Publisher's Synopsis
This is the first book to tell the full story of the U.S. Army's biggest sex scandal, which would never have erupted without the news media. In 1996, Brenda Hoster, a decorated 20-year veteran, was shocked to learn that her former boss, Sergeant Major of the Army Gene McKinney, the service's top enlisted man, had been appointed to a Pentagon commission to ferret out sexual harassment. Just months earlier, Hoster had accused McKinney of sexually harassing and assaulting her and had retired in disgust when the army took no action. Now even more disgusted, Hoster leaked her story to The New York Times. Several other military women came forward, resulting in 18 charges of sexual misconduct against McKinney. But the ensuing court martial ended with the careers of the women ruined, while McKinney, convicted only on one count of obstruction of justice, retired with full pension, demoted one rank.

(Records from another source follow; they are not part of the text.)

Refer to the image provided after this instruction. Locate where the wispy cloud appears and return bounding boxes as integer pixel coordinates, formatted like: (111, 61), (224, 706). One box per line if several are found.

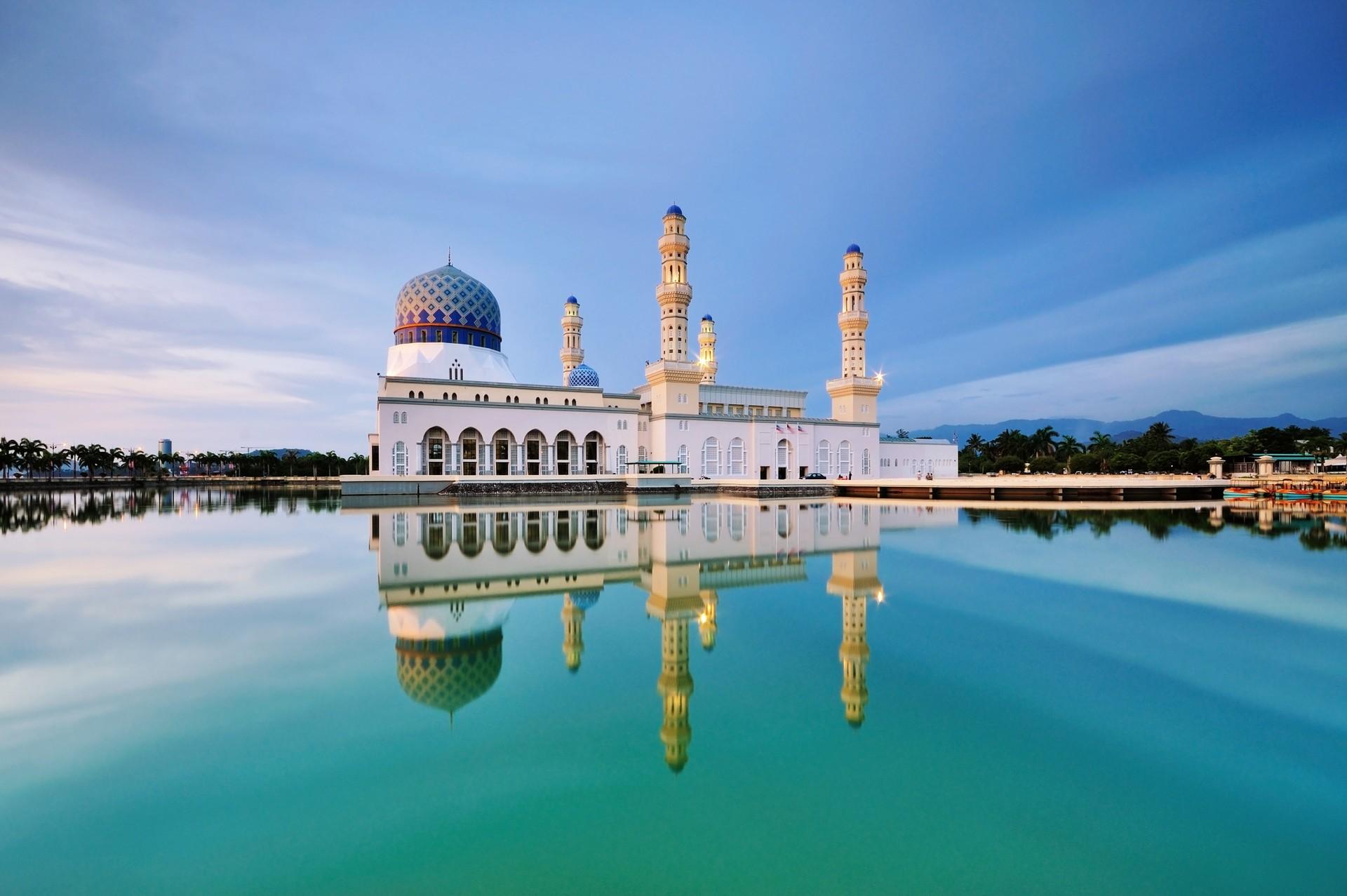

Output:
(881, 314), (1347, 426)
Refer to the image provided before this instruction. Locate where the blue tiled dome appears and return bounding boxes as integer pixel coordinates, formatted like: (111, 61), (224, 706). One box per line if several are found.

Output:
(571, 587), (598, 610)
(565, 363), (598, 389)
(394, 264), (501, 350)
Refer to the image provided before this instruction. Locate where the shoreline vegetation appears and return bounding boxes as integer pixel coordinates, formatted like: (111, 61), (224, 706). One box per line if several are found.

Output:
(953, 422), (1347, 474)
(0, 436), (369, 488)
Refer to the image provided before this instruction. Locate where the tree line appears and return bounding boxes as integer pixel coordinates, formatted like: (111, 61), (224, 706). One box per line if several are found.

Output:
(0, 436), (369, 480)
(959, 422), (1347, 473)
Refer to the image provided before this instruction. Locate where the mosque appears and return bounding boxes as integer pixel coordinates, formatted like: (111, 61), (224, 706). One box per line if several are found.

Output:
(369, 205), (958, 486)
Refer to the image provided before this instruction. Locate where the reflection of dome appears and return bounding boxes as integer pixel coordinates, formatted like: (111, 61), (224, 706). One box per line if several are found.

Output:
(394, 264), (501, 350)
(565, 363), (598, 389)
(571, 587), (598, 610)
(397, 628), (502, 716)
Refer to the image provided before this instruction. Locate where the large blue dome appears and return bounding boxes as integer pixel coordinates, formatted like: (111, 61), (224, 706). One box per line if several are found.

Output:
(571, 587), (598, 610)
(394, 258), (501, 350)
(565, 363), (598, 389)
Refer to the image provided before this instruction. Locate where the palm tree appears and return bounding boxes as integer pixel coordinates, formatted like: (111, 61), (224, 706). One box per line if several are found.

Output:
(108, 448), (126, 474)
(1057, 435), (1085, 458)
(0, 435), (19, 479)
(1145, 420), (1174, 445)
(1029, 426), (1060, 457)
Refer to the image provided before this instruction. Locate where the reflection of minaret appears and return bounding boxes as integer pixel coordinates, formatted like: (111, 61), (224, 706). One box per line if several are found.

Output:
(562, 590), (598, 672)
(645, 563), (704, 773)
(659, 617), (692, 775)
(697, 589), (721, 652)
(829, 549), (884, 728)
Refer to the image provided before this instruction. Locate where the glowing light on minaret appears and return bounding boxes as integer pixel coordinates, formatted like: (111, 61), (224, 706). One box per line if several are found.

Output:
(697, 314), (719, 382)
(655, 205), (692, 361)
(562, 295), (584, 385)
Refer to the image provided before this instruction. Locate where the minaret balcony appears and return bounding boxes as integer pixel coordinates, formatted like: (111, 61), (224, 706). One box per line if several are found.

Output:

News media were a driving force in the scandal, applying pressure that led to a high-profile court martial, strongly influencing the course of the trial and its verdict. As the ordeal unfolds, we see a seriously flawed, enormously powerful news establishment that shapes events even as it tries to remain detached, and destroys individuals without meaning to. First, Brenda Hoster uses media to punish McKinney and gains public sympathy; then, the defense manipulates the press to stain the accusers' reputations. This case becomes a prism for viewing American sexual mores, stereotypes, conflicts over women in uniform, and the strange vacillation of the U.S. press between passive observer and powerful catalyst of social conflict.